ミカの530EDは、言うまでもなく私レベルでは扱いきれません。
つまり、私には乗りにくいのです。と、言いますか上手く、速く走らせるのはレベルを超えていると言いますか?
けど、自在にこのパワーを操れるようになりたいと願いたくなるほど愉しいマシンなのもまた事実。
乗りにくいけど乗っていて愉しい。と、言う言い方というか、乗りにくいから愉しいともいえそうな?
余談
ミカのあの速さから一見ヤンチャに見えるライダーですが実に繊細なスロットル・コントロールが身上。

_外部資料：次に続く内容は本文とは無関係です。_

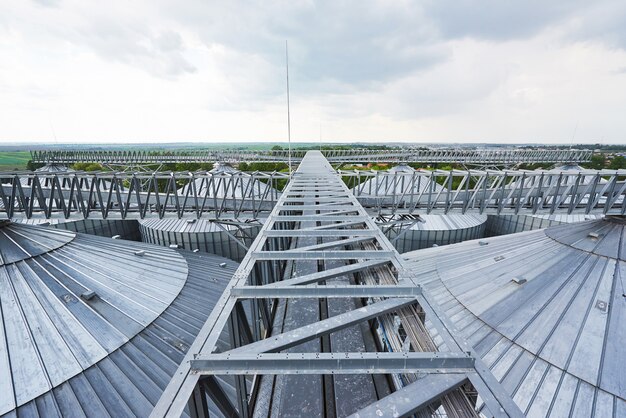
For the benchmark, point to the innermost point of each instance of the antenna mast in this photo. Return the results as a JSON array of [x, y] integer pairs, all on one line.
[[288, 114]]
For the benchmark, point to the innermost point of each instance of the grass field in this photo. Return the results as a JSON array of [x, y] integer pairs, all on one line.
[[13, 160]]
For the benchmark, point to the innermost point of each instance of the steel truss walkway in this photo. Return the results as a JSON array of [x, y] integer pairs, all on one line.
[[110, 195], [459, 156], [318, 219]]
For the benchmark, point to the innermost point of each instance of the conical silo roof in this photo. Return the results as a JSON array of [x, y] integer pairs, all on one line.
[[96, 325], [431, 228], [545, 310]]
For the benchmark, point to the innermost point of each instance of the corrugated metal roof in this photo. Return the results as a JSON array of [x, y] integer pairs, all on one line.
[[20, 242], [183, 225], [116, 350], [546, 311], [131, 379]]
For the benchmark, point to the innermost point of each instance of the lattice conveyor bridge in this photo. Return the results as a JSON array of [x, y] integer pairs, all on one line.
[[119, 195], [319, 244], [413, 155]]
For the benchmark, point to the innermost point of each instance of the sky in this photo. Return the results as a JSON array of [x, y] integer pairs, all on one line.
[[369, 71]]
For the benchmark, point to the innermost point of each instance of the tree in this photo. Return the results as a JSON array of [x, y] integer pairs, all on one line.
[[597, 162], [618, 162]]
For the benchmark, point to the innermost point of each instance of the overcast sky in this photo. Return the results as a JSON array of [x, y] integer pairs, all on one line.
[[201, 70]]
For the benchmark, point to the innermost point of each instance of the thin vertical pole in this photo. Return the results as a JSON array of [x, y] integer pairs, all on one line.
[[288, 114]]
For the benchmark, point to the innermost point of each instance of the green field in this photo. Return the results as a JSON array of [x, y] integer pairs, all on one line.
[[13, 160]]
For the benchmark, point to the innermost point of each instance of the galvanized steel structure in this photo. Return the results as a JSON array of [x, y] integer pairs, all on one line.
[[323, 221], [91, 326], [413, 155], [142, 195], [544, 309]]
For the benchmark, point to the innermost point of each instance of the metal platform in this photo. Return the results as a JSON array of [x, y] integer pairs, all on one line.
[[316, 219], [113, 195], [412, 155]]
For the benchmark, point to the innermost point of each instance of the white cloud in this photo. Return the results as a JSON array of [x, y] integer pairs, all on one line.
[[197, 70]]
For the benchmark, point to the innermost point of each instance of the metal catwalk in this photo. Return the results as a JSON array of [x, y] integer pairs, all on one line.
[[317, 232]]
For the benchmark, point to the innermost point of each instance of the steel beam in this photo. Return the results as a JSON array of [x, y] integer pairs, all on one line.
[[284, 290], [330, 274], [322, 255], [332, 363], [308, 332], [412, 398]]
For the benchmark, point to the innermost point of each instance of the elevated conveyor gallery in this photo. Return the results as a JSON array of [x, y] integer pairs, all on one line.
[[281, 312]]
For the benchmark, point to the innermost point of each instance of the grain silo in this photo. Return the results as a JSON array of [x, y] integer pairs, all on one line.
[[226, 238], [545, 310], [409, 233], [94, 326]]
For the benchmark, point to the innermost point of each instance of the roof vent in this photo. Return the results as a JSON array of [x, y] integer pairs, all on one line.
[[88, 295]]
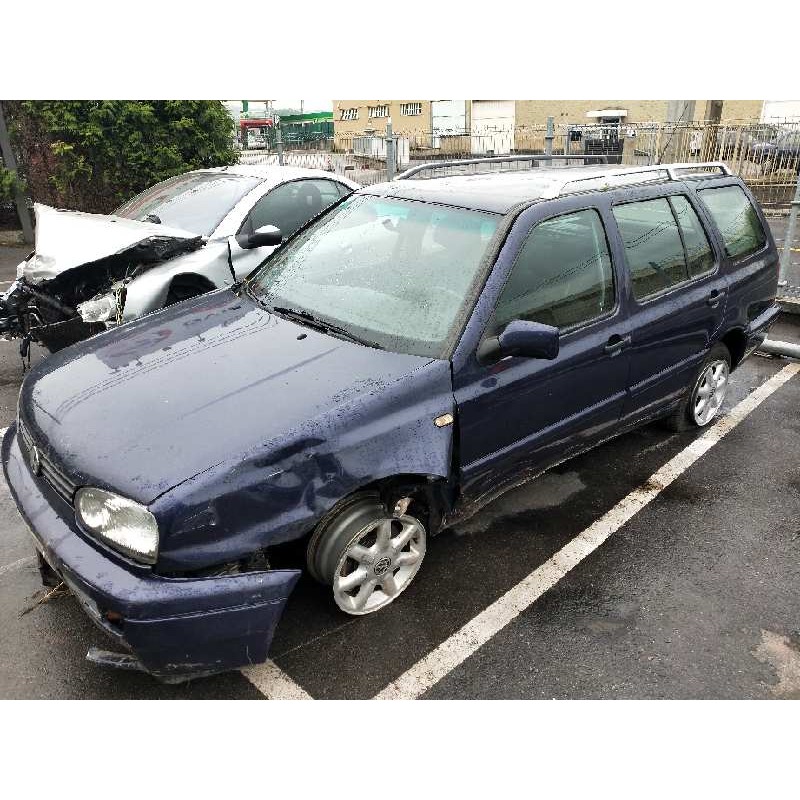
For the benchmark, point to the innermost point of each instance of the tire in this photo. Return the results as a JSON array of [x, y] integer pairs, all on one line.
[[710, 385], [366, 555]]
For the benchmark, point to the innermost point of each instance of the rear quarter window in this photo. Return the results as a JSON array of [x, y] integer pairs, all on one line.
[[736, 219]]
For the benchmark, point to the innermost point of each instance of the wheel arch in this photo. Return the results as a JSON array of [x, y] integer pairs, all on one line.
[[736, 342], [430, 496], [193, 279]]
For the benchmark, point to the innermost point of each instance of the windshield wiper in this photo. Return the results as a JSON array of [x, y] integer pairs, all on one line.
[[308, 319]]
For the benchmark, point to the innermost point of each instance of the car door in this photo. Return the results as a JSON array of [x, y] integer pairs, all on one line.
[[517, 415], [677, 294], [288, 206]]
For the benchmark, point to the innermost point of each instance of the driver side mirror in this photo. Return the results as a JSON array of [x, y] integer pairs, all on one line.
[[521, 338], [265, 236]]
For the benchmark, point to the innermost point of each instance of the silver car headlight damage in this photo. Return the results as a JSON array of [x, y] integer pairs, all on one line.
[[105, 308], [123, 524]]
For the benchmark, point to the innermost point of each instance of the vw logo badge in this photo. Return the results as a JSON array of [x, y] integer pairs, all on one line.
[[381, 565], [36, 461]]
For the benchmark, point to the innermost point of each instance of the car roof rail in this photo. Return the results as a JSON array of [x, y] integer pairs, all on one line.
[[463, 162], [616, 175], [626, 176]]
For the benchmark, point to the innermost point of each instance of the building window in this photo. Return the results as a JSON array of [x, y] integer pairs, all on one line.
[[410, 109]]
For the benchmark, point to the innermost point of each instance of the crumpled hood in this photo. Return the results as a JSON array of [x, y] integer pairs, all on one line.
[[69, 239], [144, 407]]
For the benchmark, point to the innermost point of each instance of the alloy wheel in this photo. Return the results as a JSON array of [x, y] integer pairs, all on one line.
[[379, 562], [710, 391]]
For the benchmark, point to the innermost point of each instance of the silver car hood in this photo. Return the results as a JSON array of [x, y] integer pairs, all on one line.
[[69, 239]]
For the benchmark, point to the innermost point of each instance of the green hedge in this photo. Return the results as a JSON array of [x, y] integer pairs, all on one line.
[[93, 155]]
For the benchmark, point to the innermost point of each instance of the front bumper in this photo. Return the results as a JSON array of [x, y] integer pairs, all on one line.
[[174, 626]]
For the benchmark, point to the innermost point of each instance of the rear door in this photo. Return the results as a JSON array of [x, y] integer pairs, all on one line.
[[751, 258], [677, 294], [518, 415]]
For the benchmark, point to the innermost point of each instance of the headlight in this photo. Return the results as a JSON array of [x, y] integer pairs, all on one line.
[[100, 309], [125, 525]]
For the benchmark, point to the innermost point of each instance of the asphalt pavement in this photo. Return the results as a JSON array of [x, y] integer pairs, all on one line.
[[695, 596]]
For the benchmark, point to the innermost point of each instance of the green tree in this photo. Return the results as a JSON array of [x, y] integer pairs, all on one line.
[[93, 155], [7, 183]]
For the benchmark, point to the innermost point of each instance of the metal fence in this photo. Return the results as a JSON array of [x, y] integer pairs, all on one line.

また、その時点ではミカはチャンピオンの実績がないがその速さから「未冠の帝王」と言われていました。
ミカ・アホラは低速重視のライダー。
当時は2T300を好んでいました。また、VORに移籍した際のVOR530EDファクトリー・マシンのセッテングは低速寄りでした。
余談
ジニはtmから独立しVORのファクトリー・マシンの製作も行っておりました。して、その工房と言うのがtm本社から10㎞だったのでよく訪ねました。
例えば当時のVORはデロルトからFCRに換装。また、tm時代はTDMRをFCRDに換装。実際、ミカにFCRに換装している理由を尋ねたところ「自分の乗り方に会っているのだよね。低速が大事だから」と、言っておりました。
余談
加速ポンプ付きキャブと言えばFCR(FCRD)が主流ですがtmはおなじ加速ポンプ付きでもTDMRを採用。
乱暴ですが両社の違いとしてFCRDはスロットル開度0からスロットル動作と同調して加速ポンプが働きますがTDMRは基本的にスロットル開度50%からスロットル動作と同調でした。
つまり、単純には低速域のツキ、トルク感が変わります。
TDMRは自然なスロットル・レスポンスでしたが、FCRDは兎に角ツキが良かったような記憶です。
高速域はTDMRそしてデロルトに分があったようです。フィーリングとか味わいは主観ながらデロルトですが。
ま、私の様なロートル・ライダーがワークス・マシン、しかも世界チャンプのマシンを乗り易いだと乗りにくい等言っても意味などありませんが。
余談
現在のワークス・マシンは逸品物製作(ダカール・マシンの様な)ではなく、市販車をそのライダーに合わせたマシン開発としている様です。
それとある国内メーカーのファクトリー・ライダー(マシン)の話
新型マシンの開発が終わり、最終開発テストで乗り終わってからのライダーの言葉が「とても乗りにくい、昨年型の方が遥かに良い」
それに対してメカニックが「でも、ラップ・タイムは昨年型よりとても速いんだよ」
それもちょっとの違いではなく相当早くなった様。
仕方なくライダーはタイムを落とさないようにマシンを自分に合わせるように変更していった。
これも実話です。メーカー名、ライダー名も公表できるならよいのですが。
ライダーのそれまでの経験を大きく超えた速度で走れてしまう。だから乗りにくいと感じる。の、かもしれませんね。
以上から「乗り易いというのはレーシング・マシンにとっては必ずしも誉め言葉にならない」という理由なのです。
何より乗りにくいがキチンとした出来の良い速いマシンはライダーを育てます。乗り易いマシンはその時のライダーのレベルにあっている。つまりそれ以上ない訳です。
tmは「愉しくて速い」。
中級レベルでもその良さは感じられます。しかし、乗り手の技量が高ければ高いほどどこまでも反応してくれる。その奥深さは例えようもない。
現在の技術の進化のなせる技でしょう。
また、繰り返すがライダーの経験、スキルで乗り易さ、評価は変わります。
ただ、経験から柔らかいサス、低速、中速のみのマシンが一般的に乗り易いと評価されるようです。また、コース、走る場所でも乗り易さは変化します。
試乗会などでのサスが固い、回せない、カブル!と、言ったネガティブな印象。
実際にそう感じられるのですから否定しませんが。
だれにでも乗れるようにする為と称しての手当て。
つまり、スプリングをソフトにしないと。
フロント・スプロケットを2Tくらい落とさないと。
シートを低くしないと。
等はそのマシンを知る事とは全く違います。
つまり、デ・チューンと言うわけです。また、だれでも単純に乗り易くするという事でしょう。それはtmにとって良いとは思えません。また、試乗の意味をなくします。